Both groups were comparable for demographics and patient-related factors, except for the presence of diabetes, which was more likely to occur in the ERAS group (N = 9) compared to the control group (N = 1). This will not bias our results in favour of our hypothesis because diabetes has been associated with delayed wound healing and impaired anastomotic strength. These factors are more likely to complicate and delay recovery than accelerate it [24, 25]. Additionally, the multivariate regression analysis supported this assumption. As mentioned earlier, the preoperative therapy with chemo radiation was only used in the ERAS group. Long scheme RT was more frequent within the control group. Patients treated with chemo radiation preoperatively are more prone to develop postoperative complications such as wound healing problems and anastomotic dehiscence, due to elevated metalloproteinase activity [26, 27]. The higher incidence of chemo radiation in the ERAS group would therefore be more of a disadvantage than an advantage with respect to postoperative recovery and length of hospital stay, possibly even underestimating the results presented in this study. On the other hand, no higher anastomotic leakage rate was found in the chemo radiation group.

Another possible confounder of the study could be the learning curve for a surgeon to become an expert in laparoscopic colorectal surgery. The laparoscopic technique for TME was introduced in our institution in 2003. In order to rule out factors that could be associated with the learning curve of the surgeons, we excluded all patients who received a laparoscopic rectal resection in the first year after the introduction of this technique. However, the learning curve for laparoscopic left sided colorectal resections is long (up to 62 cases) [28]. The surgeons in our institution had done approximately 25–30 cases per surgeon in the first year. The mean operating time, a factor that is negatively correlated with the learning curve, tended to be longer in the control group, but this difference did not reach statistical significance (p = 0.068). The conversion rate, also associated with a learning curve, was 6.5% in the ERAS group and 13.2% in the control group (p = 0.30). Although both variables that indicated the presence of a learning curve did not differ significantly between the ERAS and control groups, we cannot safely exclude these factors as possible confounders in our results, based on our relatively small study sample.

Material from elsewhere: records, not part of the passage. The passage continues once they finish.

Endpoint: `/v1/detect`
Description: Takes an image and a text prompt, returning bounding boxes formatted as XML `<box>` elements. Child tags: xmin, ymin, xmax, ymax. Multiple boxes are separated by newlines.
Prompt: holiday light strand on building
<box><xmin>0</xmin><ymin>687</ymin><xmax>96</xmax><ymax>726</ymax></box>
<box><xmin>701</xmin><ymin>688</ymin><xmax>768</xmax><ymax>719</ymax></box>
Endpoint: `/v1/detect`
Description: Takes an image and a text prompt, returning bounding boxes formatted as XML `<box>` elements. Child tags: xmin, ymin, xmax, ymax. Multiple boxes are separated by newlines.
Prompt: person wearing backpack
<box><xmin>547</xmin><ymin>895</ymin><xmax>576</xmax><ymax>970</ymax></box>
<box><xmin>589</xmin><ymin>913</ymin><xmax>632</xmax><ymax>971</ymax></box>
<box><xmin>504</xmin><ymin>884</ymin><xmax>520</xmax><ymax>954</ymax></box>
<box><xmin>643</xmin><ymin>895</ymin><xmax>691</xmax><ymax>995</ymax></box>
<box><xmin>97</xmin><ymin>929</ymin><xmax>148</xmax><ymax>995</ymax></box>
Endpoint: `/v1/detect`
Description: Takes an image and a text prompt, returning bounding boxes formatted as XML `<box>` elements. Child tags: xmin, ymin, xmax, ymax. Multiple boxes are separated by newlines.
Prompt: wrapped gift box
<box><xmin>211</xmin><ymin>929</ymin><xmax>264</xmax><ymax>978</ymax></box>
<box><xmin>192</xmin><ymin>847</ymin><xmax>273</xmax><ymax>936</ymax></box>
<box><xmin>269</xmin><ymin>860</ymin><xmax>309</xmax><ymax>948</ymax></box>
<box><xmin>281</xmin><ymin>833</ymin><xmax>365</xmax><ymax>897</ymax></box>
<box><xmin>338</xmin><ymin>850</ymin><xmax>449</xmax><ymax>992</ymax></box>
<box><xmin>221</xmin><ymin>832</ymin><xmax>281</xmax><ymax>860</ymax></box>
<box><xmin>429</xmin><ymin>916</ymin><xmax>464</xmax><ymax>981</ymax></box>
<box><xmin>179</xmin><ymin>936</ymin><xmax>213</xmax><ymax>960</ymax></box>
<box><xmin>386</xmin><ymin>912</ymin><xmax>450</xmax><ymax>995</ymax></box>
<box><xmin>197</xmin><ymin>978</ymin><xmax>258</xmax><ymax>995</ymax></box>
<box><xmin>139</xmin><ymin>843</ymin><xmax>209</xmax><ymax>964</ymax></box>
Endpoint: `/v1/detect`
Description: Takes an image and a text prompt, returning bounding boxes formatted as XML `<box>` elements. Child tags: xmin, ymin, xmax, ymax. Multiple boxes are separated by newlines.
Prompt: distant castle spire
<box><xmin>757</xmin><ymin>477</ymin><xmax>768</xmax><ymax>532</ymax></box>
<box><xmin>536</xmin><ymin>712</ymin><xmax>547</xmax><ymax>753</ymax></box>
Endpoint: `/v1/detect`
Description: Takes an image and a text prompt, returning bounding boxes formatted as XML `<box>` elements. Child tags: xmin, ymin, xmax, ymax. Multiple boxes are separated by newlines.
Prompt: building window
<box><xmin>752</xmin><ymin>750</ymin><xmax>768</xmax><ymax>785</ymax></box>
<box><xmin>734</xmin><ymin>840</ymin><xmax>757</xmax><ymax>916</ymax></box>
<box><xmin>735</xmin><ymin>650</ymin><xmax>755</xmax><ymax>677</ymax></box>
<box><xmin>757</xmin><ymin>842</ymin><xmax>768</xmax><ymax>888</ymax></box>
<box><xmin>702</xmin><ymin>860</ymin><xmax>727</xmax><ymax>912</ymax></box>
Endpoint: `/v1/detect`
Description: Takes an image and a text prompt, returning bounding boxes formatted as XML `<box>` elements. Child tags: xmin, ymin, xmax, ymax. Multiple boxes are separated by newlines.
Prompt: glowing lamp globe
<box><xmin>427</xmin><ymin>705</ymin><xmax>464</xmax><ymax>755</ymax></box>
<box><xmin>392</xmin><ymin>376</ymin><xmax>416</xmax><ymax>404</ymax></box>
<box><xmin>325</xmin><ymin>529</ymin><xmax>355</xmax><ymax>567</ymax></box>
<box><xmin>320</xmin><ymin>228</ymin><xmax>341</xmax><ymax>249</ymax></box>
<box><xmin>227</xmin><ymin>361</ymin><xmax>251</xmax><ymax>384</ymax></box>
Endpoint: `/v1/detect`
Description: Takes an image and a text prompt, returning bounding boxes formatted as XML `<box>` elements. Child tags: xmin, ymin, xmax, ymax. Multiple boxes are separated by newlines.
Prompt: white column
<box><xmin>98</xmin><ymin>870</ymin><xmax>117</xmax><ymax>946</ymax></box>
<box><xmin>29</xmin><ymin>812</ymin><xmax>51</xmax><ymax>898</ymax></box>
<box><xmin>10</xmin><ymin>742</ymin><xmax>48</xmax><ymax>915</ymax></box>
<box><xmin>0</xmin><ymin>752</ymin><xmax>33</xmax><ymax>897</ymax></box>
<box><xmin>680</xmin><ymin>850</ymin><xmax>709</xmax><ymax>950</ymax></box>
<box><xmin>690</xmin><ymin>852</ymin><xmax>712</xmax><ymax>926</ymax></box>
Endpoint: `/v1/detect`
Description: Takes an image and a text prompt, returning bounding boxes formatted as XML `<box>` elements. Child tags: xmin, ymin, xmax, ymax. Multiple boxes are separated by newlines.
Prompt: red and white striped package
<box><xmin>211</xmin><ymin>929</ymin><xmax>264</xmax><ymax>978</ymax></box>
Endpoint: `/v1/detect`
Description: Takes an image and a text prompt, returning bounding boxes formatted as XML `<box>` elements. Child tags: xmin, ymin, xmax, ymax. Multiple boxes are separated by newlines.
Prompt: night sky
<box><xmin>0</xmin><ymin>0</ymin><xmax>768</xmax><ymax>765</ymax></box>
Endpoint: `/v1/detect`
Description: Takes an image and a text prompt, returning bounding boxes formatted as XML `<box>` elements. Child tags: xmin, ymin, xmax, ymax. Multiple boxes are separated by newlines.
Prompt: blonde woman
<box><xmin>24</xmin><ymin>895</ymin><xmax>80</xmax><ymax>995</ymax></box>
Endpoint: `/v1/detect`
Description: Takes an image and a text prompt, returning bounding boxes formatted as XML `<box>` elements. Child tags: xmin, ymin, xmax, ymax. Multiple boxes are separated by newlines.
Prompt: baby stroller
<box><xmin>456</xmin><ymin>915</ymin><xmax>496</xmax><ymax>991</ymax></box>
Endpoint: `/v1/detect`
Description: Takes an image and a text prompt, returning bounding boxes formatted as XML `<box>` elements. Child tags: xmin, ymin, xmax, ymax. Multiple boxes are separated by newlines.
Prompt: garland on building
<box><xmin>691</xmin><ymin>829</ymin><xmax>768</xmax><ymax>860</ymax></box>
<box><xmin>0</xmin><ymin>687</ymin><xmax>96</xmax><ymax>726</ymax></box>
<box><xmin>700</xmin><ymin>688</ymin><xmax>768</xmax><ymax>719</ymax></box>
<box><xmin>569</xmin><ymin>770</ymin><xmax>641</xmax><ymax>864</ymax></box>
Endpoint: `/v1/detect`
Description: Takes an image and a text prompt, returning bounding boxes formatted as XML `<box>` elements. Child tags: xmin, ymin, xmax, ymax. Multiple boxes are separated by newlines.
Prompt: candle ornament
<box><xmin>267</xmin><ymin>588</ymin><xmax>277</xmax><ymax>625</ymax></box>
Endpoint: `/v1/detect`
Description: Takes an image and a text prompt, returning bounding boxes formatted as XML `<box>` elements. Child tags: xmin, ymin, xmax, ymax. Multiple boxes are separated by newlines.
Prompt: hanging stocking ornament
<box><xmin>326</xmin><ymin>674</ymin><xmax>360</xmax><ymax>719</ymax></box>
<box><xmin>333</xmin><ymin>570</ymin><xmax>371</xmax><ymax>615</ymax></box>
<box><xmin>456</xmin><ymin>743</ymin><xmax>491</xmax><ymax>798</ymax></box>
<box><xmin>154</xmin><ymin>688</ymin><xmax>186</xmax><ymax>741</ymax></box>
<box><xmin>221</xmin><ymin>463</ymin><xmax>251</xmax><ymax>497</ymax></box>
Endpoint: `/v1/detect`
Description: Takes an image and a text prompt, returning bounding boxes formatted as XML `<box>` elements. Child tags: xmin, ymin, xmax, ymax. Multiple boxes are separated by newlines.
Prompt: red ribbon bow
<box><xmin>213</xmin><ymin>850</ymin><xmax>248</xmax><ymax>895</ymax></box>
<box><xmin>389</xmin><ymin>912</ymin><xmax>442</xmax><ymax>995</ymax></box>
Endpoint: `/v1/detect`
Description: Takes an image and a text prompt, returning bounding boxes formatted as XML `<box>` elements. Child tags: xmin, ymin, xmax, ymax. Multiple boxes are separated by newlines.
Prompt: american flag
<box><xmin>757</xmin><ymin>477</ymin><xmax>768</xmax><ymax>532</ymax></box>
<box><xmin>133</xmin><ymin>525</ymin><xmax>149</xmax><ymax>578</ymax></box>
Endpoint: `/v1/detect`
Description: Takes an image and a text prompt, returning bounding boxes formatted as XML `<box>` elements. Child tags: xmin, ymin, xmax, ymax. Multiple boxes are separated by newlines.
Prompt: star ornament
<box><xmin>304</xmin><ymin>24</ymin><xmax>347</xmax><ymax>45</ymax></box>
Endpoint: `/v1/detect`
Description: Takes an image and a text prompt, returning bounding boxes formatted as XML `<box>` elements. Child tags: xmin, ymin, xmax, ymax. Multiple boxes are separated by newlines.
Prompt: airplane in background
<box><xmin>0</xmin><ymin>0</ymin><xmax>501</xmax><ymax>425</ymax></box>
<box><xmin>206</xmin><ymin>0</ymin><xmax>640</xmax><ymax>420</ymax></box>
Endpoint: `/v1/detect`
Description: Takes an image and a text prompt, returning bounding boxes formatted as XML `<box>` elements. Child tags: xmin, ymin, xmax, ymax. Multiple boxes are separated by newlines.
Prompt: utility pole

After reviewing factors that could possibly delay discharge, we found a trend towards more urological complications in the ERAS group. Many patients required a urinary catheter longer than 2 days postoperatively (according to the protocol), mostly because of persistent urinary bladder retention. Twelve patients within this group even left the hospital with their urinary catheter still in place. We could not find a reasonable explanation for the difference between both groups regarding the urological complications. There could be a correlation with the preoperative treatment (chemo radiation), possibly leading to more nerve damage, but there are no studies confirming this hypothesis. Another explanation could be a better registration of urological complications in the ERAS group by the nursing and medical staff, leading to possible bias.

Recommendations

Although this study shows a significant reduction in hospital stay after the introduction of the ERAS protocol in laparoscopic TME for rectal cancer, no definitive conclusions can be drawn. The results suggest this decline in postoperative hospital stay is directly related to the ERAS protocol. However, based on our study design, we cannot confirm ERAS to be the causal factor.

In the future, a randomised controlled clinical trial is required to validate the results we presented here.